FDA Will Decide on Safety of Saline-Filled Breast Implants
The Food and Drug Administration will open an inquiry today into the safety of saline-filled breast implants--the only breast implant still generally available--and ultimately will decide whether they are safe enough to remain on the market.
Part of the deliberations almost certainly will revolve around the delicate issues of risks compared to benefits--an equation that changes dramatically when debating cosmetic enlargement versus reconstruction after mastectomy.
The investigation comes eight years after the agency tightly restricted the use of silicone gel implants in the aftermath of an intense and emotional national debate about the devices. Many women blamed the silicone devices for a range of harmful health consequences, including autoimmune diseases and other conditions, although a scientific link has not been proved.
Nevertheless, the controversy provoked extensive and complicated litigation--driving at least one manufacturer into bankruptcy--and resulted in the FDA’s removing the implants from the market for nearly all cosmetic purposes. They are now allowed only for medical necessity, such as reconstruction after breast surgery or to correct deformities.
The latest review is part of the FDA’s continuing study of medical devices that went on the market before 1976, when Congress gave the agency the authority to regulate them. An advisory committee of outside experts will listen to testimony and other data for three days.
At the end of the hearing, panel members will vote on whether the saline devices are safe enough to remain available and make a recommendation to the full agency.
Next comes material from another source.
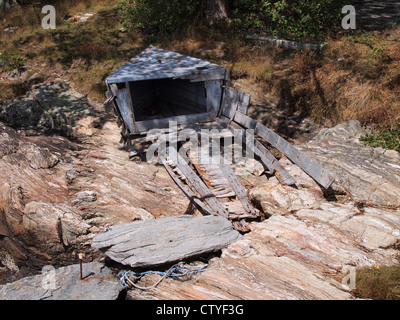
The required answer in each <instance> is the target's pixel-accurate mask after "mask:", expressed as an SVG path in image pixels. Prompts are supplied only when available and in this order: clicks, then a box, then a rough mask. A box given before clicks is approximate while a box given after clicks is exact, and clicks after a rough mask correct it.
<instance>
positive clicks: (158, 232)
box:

Although the recommendations are not binding, they typically wield considerable influence in agency decision-making.
Saline implants have been regarded as safer than their silicone counterparts, although they are not considered problem-free. There have been reports of infection, bacterial contamination, rupture or deflation, hardening of scar tissue, distortion and shifting of the implant, skin rashes and loss of nipple sensation. The devices, while filled with salt water, are encased in a sheath made of a silicone material.
Regardless of the complications, their popularity apparently has not dimmed in recent years.
Although sales of saline devices slipped during the years silicone devices were available, they increased after silicone implants were taken off the market. In 1998, the most recent year numbers were available, about 130,000 saline implants were sold in the United States.
“Our hope is that someday women have access to a safe product,” said Sybil Nidel Goldrich, executive director of Command Trust Network, a women’s support group. “In the meantime, we urge the FDA to insist that women be given a full set of facts about implants . . . before they put their health at risk.”
At the hearing, Dr. Scott Spear, professor and chief of plastic surgery at Georgetown University Medical Center, will present data showing a higher incidence of problems among breast cancer patients receiving the implants as compared to those who received them for cosmetic reasons. Spear is the medical monitor for studies conducted by McGahn Medical Corp. of Santa Barbara, one of the major saline implant manufacturers expected to seek FDA approval.
The center is the medical monitor for studies conducted by McGahn Medical Corp. of Santa Barbara, one of the major saline implant manufacturers expected to seek FDA approval.
But Spear stressed that “reconstruction [after breast cancer] is a much more difficult environment” than cosmetic surgery--which is done on an otherwise healthy patient. “With reconstruction, the patient has had a mastectomy--with radiation therapy or infection from a previous surgery. Patients are much more vulnerable,” he said.
Two other companies expected to ask the FDA for approval are Mentor Corp., also of Santa Barbara, and Poly Implants Prostheses/USA of Miami.
An FDA decision is expected within six months. The agency either will “approve” the implants--about three decades after they went on the market--or refuse to do so, an action that would result in their removal from the market.
The FDA is not expected to take such a drastic action as removal, since there are no current alternatives available other than a more complicated surgery that involves creating a new breast from skin grafted from the abdomen.